Marina Lopes, que criou o site Laresonline, conhece bem esta realidade. Quando, no início deste ano, fez uma pesquisa para tentar encontrar lares com mensalidades até 500 euros, sem sucesso, percebeu que havia estabelecimentos lucrativos, afastados dos grandes centros urbanos, a cobrar mensalidades mais baixas do que era usual – à volta de 750 euros. Um valor inferior aos custos reclamados pelos lares do sector social, que podem ficar com até 85% da reforma do idoso, mais 355 euros da comparticipação da Segurança Social, tendo os familiares que suportar a parte que falta até ao total de 938 euros, que é o custo calculado por idoso.

“Esta é uma área extremamente complexa. Há lares do sector social que têm camas reservadas para a Segurança Social, camas com acordos de comparticipação da Segurança Social e ainda camas privadas, algumas com custos superiores às dos lares lucrativos, o que é estranho, porque teoricamente não existem para ter lucro”, diz. Quanto ao problema dos clandestinos, Marina Lopes acredita que o Estado “não vai resolver o problema porque não tem onde colocar estas pessoas”.
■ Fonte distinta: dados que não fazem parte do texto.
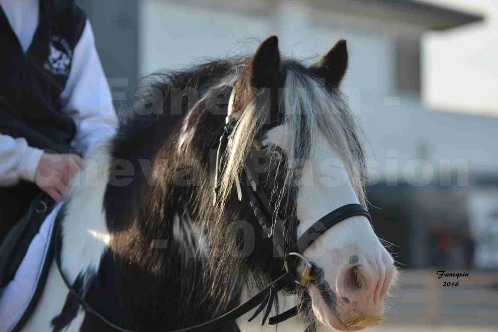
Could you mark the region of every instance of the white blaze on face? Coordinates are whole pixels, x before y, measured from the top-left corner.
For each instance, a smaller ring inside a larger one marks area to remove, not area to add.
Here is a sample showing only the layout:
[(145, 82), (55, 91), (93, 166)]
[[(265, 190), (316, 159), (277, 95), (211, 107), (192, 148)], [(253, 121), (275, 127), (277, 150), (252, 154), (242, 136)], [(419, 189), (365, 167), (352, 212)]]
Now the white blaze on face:
[[(285, 124), (279, 126), (267, 132), (263, 143), (277, 144), (288, 153), (290, 134)], [(298, 185), (298, 237), (329, 212), (359, 203), (339, 154), (321, 131), (317, 136)], [(394, 274), (393, 260), (366, 217), (352, 217), (335, 225), (303, 253), (323, 269), (319, 286), (326, 285), (334, 292), (326, 302), (318, 287), (309, 286), (313, 310), (320, 322), (345, 330), (344, 323), (357, 318), (350, 314), (352, 309), (367, 317), (382, 313), (383, 296)], [(361, 326), (348, 328), (355, 331)]]

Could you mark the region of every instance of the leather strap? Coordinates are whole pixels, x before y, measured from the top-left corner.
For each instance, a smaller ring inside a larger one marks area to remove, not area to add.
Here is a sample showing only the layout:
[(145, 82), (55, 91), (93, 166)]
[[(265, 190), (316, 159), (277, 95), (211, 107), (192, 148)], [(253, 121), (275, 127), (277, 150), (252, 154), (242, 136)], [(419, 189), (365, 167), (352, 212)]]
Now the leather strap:
[(345, 219), (355, 216), (363, 216), (372, 221), (368, 210), (360, 204), (347, 204), (338, 208), (320, 218), (313, 224), (297, 240), (297, 249), (302, 252), (308, 248), (320, 235), (334, 225)]

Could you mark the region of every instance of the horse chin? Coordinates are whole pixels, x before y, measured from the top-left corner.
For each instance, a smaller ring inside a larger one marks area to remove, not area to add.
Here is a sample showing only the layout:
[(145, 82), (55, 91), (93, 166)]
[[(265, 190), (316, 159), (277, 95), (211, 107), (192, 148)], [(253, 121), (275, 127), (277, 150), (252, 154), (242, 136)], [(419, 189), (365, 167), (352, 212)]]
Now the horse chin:
[[(352, 326), (351, 318), (346, 320), (340, 319), (340, 317), (349, 316), (346, 312), (346, 308), (343, 308), (345, 309), (343, 311), (336, 307), (331, 308), (325, 303), (315, 286), (311, 286), (309, 291), (313, 313), (320, 324), (338, 331), (359, 331), (368, 327)], [(342, 311), (344, 312), (340, 312)]]

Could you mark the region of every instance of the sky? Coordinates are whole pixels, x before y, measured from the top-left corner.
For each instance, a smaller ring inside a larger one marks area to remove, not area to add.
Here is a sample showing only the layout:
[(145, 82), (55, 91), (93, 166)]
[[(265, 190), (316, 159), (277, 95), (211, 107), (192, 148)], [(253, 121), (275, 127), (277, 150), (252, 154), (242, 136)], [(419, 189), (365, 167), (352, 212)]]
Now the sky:
[(480, 14), (481, 23), (422, 39), (422, 101), (430, 109), (498, 117), (498, 0), (423, 0)]

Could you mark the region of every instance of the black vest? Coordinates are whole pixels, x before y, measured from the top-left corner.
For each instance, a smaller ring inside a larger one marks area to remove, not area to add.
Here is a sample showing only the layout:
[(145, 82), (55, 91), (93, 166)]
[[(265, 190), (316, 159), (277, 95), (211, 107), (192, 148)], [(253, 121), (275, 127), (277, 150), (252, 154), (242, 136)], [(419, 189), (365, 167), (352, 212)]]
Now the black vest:
[[(76, 132), (74, 121), (60, 111), (61, 93), (86, 21), (73, 2), (40, 0), (38, 25), (25, 53), (0, 9), (0, 133), (24, 137), (47, 152), (69, 152)], [(0, 241), (39, 193), (22, 181), (0, 188)]]

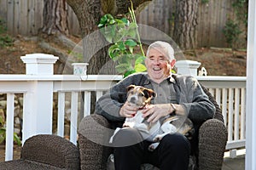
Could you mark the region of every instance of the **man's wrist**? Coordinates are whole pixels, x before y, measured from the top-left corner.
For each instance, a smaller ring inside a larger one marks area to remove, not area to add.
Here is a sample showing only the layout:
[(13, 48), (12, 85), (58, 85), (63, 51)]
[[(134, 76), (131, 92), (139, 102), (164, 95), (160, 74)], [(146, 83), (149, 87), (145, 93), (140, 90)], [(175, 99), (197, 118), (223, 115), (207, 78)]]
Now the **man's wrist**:
[(176, 106), (175, 106), (172, 103), (170, 103), (170, 105), (171, 105), (171, 107), (172, 107), (172, 111), (171, 111), (170, 114), (174, 114), (174, 115), (176, 115), (176, 111), (177, 111)]

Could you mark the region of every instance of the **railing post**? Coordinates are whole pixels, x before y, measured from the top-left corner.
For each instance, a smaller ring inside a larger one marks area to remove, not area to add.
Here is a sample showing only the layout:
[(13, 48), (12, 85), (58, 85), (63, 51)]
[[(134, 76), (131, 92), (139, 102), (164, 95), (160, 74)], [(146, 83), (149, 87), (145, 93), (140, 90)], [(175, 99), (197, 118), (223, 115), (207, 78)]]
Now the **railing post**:
[[(51, 76), (58, 60), (50, 54), (31, 54), (20, 57), (26, 75)], [(22, 143), (36, 134), (52, 133), (53, 82), (31, 81), (24, 94)]]
[(197, 76), (197, 69), (201, 65), (200, 62), (193, 60), (178, 60), (176, 62), (177, 73), (182, 75)]

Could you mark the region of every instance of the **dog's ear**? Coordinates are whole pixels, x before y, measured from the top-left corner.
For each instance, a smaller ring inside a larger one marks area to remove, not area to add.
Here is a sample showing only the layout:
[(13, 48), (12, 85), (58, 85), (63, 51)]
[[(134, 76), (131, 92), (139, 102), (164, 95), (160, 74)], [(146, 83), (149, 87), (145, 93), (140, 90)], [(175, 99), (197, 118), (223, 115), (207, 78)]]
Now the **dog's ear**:
[(135, 85), (130, 85), (128, 86), (128, 88), (126, 88), (127, 92), (135, 88)]
[(155, 93), (151, 89), (145, 88), (143, 90), (143, 93), (144, 93), (145, 98), (147, 98), (147, 99), (150, 98), (150, 97), (155, 97)]

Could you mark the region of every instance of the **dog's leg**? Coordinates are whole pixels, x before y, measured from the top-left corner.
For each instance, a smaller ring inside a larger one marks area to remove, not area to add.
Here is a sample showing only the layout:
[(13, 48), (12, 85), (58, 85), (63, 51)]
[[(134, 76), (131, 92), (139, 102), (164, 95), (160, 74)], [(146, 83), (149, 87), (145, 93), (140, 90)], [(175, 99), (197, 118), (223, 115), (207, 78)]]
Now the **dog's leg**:
[(110, 144), (112, 144), (113, 143), (113, 137), (115, 136), (115, 134), (120, 130), (121, 128), (117, 128), (116, 129), (115, 129), (115, 131), (113, 132), (113, 134), (110, 137), (110, 139), (109, 139), (109, 143)]
[(159, 145), (159, 142), (151, 144), (148, 146), (148, 150), (149, 150), (149, 151), (154, 151), (154, 150), (157, 148), (158, 145)]

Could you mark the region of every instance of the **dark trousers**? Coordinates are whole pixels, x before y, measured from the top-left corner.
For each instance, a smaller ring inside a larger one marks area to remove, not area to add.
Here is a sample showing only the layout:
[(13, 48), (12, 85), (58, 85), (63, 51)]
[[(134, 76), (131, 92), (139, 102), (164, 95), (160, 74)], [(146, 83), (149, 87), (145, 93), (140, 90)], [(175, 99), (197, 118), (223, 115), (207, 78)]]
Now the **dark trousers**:
[[(136, 142), (134, 142), (136, 141)], [(138, 131), (125, 129), (113, 139), (116, 170), (139, 170), (141, 164), (150, 163), (160, 170), (187, 170), (190, 143), (179, 133), (167, 134), (154, 151), (148, 150), (152, 142), (143, 140)]]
O Governo já prometeu avançar com legislação para combater estes problemas. Admitindo que os actuais valores das coimas “não dissuadiam repetidas infracções”, o gabinete do ministro da Solidariedade, Emprego e Segurança Social adiantou ao PÚBLICO que, “muito em breve”, vai ser publicada legislação “para responsabilizar quem abandone idosos e pessoas adultas em situações de dependência”, e um diploma que aumentará de forma significativa as sanções pecuniárias, que não eram revistas há 16 anos. “Este diploma vai garantir que a prática deste ilícito não é compensatória e, acima de tudo, vai punir as reincidências”, acredita o responsável do gabinete de Pedro Mota Soares. Funcionará ainda “como um claro elemento dissuasor da prática de ilícitos, em particular do exercício da actividade sem licenciamento para as situações de negligência e maus tratos sobre idosos”.

Até 31 de Outubro deste ano, a Segurança Social tinha 1406 acordos de cooperação, correspondentes a 53.300 vagas comparticipadas em lares e residências para idosos. A sua despesa, em 2012, ascendeu a 250 milhões de euros.